Compression is used in a wide variety of contexts, including:
Reducing the size of images and photos
Making audio and video files smaller for streaming
Shrinking documents and folders for archiving
Sending files over the internet quickly
Allowing more data to be stored in limited space
Importance of compression
Practice Questions
FAQ
Lossy compression achieves much smaller file sizes because it removes parts of the original data permanently, targeting elements that are less noticeable to human perception. In images, this includes fine colour variations or subtle textures; in audio, it removes frequencies outside the typical range of human hearing or less distinguishable background elements. Algorithms like JPEG for images and MP3 for audio use perceptual models that estimate what can be discarded with minimal impact on perceived quality. This selective removal of data allows for aggressive reduction in file size. In contrast, lossless compression only reduces redundancy without removing any information, limiting how much the file size can shrink. For example, a high-resolution photograph compressed using JPEG can be reduced to a tenth of its original size, while a lossless format like PNG might only reduce it by half. This makes lossy compression ideal for storage and streaming, where space and speed are priorities over perfect fidelity.
Compression plays a critical role in enhancing the performance of real-time systems like video streaming and online gaming by reducing data size and therefore lowering bandwidth requirements and latency. When media files are compressed, less data needs to be transmitted over the network, allowing for smoother playback and faster load times. For example, streaming platforms use codecs like H.264 or H.265, which apply advanced lossy compression to video content, allowing high-definition streams to be delivered over limited internet connections. In gaming, audio and texture assets are compressed to allow faster game loading and smoother performance during play. However, if compression is too aggressive, it can introduce noticeable artefacts like pixelation in video or audio distortions, which degrade user experience. Moreover, decompression also uses CPU or GPU resources, so the balance between compression efficiency and processing power is crucial. Effective compression techniques ensure minimal quality loss while maintaining real-time responsiveness and low-latency interaction.
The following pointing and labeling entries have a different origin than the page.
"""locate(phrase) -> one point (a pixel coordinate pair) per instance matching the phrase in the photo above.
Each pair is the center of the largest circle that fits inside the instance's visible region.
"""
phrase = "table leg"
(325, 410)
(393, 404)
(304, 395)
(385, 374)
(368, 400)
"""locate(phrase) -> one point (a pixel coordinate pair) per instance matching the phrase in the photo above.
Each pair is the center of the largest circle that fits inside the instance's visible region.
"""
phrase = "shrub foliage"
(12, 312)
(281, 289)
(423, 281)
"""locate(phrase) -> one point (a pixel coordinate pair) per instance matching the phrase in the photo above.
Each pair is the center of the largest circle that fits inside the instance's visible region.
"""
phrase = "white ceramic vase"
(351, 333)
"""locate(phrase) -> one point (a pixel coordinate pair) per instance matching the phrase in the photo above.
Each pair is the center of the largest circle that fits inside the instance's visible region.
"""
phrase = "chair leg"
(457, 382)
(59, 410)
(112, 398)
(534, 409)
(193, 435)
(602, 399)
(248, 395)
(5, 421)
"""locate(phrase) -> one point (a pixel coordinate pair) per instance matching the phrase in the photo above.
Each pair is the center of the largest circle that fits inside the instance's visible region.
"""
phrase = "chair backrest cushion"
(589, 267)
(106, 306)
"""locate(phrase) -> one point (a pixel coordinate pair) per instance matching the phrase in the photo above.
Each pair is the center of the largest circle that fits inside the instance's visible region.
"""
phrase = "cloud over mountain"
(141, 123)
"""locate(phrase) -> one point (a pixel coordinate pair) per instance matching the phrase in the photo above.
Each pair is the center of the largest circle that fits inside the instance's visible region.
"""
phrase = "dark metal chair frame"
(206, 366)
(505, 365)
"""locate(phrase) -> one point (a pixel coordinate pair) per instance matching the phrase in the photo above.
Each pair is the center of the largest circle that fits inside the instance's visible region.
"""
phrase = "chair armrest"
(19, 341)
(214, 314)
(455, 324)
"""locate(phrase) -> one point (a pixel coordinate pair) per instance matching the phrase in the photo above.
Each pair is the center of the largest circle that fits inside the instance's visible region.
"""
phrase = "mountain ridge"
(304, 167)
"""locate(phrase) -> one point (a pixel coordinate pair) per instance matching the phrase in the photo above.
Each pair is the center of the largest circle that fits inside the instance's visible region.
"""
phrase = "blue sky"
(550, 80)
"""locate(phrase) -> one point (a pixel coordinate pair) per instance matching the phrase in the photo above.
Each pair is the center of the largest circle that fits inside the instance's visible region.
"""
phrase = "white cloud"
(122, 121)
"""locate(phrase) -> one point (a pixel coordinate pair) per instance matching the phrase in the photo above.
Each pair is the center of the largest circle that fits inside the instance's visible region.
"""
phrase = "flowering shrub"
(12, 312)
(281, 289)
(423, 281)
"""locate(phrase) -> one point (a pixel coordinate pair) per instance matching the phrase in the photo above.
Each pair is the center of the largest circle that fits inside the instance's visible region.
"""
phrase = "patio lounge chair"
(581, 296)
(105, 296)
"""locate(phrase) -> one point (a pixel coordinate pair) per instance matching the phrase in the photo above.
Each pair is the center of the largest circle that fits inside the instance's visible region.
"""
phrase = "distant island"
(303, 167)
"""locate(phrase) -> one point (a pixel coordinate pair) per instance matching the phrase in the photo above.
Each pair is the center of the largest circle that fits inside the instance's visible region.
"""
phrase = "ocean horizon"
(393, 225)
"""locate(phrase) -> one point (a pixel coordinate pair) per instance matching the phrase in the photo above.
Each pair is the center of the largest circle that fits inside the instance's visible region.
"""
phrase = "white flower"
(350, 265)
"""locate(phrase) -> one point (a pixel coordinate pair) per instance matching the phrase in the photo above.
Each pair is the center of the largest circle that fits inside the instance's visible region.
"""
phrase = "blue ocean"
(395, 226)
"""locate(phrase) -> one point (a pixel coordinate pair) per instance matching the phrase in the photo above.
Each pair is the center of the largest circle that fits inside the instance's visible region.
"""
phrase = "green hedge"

Entropy in data compression refers to the measure of unpredictability or randomness in a data set. It originates from information theory and indicates how much information is contained in a message. In practical terms, data with high entropy has little repetition and is therefore more difficult to compress effectively because there is less redundancy to exploit. For example, an encrypted file or a file containing random binary values has high entropy. In contrast, data with low entropy—such as a document with repeated words or an image with large areas of the same colour—is highly compressible. Compression algorithms perform better when entropy is low, as they can substitute repeated or predictable patterns with shorter representations. Therefore, before applying compression, algorithms often analyse the entropy of the data. Understanding entropy helps in choosing the most appropriate compression technique: high-entropy data may benefit more from lossy methods, whereas low-entropy data can be efficiently compressed using lossless methods.
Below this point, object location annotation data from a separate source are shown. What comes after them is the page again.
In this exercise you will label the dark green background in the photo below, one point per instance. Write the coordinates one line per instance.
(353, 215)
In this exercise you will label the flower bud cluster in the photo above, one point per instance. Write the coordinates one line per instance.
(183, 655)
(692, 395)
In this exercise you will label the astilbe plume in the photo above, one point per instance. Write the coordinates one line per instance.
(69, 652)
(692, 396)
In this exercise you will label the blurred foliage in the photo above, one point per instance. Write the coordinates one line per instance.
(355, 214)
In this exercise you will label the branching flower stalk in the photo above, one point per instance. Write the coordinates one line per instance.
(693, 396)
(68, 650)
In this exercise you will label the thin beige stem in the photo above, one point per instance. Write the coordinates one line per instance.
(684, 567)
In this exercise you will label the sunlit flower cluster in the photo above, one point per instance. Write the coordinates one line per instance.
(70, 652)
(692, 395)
Compressing a file multiple times using the same compression method generally does not lead to further size reduction and may even increase the file size. Compression algorithms are designed to remove redundancy in data during the first pass, and once the file is compressed, it contains less predictable structure for the algorithm to exploit again. For example, if a text file is compressed into a ZIP archive and then that archive is compressed again, the second compression pass often adds metadata and structural overhead, which can make the file larger. In some cases, compressing already compressed data (especially if lossy) can degrade quality or produce inefficient results. Compression works best on original, uncompressed data. If additional size reduction is needed, a different algorithm or compression format might be more effective, such as switching from ZIP to 7z or using a lossy method if quality loss is acceptable. Multiple compressions of the same format are rarely useful.
Modern web technologies heavily rely on compression to optimise user experience by reducing loading times and conserving bandwidth. Web servers often use HTTP compression, like GZIP or Brotli, to compress HTML, CSS, and JavaScript files before they are sent to the user's browser. This allows pages to load faster, particularly on slower connections. Images are typically compressed using lossy formats like WebP or JPEG to minimise download size without significantly affecting visual quality. Video content is streamed using adaptive bitrate compression, which dynamically adjusts video quality based on the user's connection speed. Additionally, many content delivery networks (CDNs) automatically serve compressed versions of assets based on the user's device and browser. Compression also reduces server load and energy consumption, which is essential for large-scale web services. Combined with caching and minification, compression forms a core part of modern web performance strategies, enabling smoother, faster, and more responsive websites, even on low-bandwidth or mobile networks.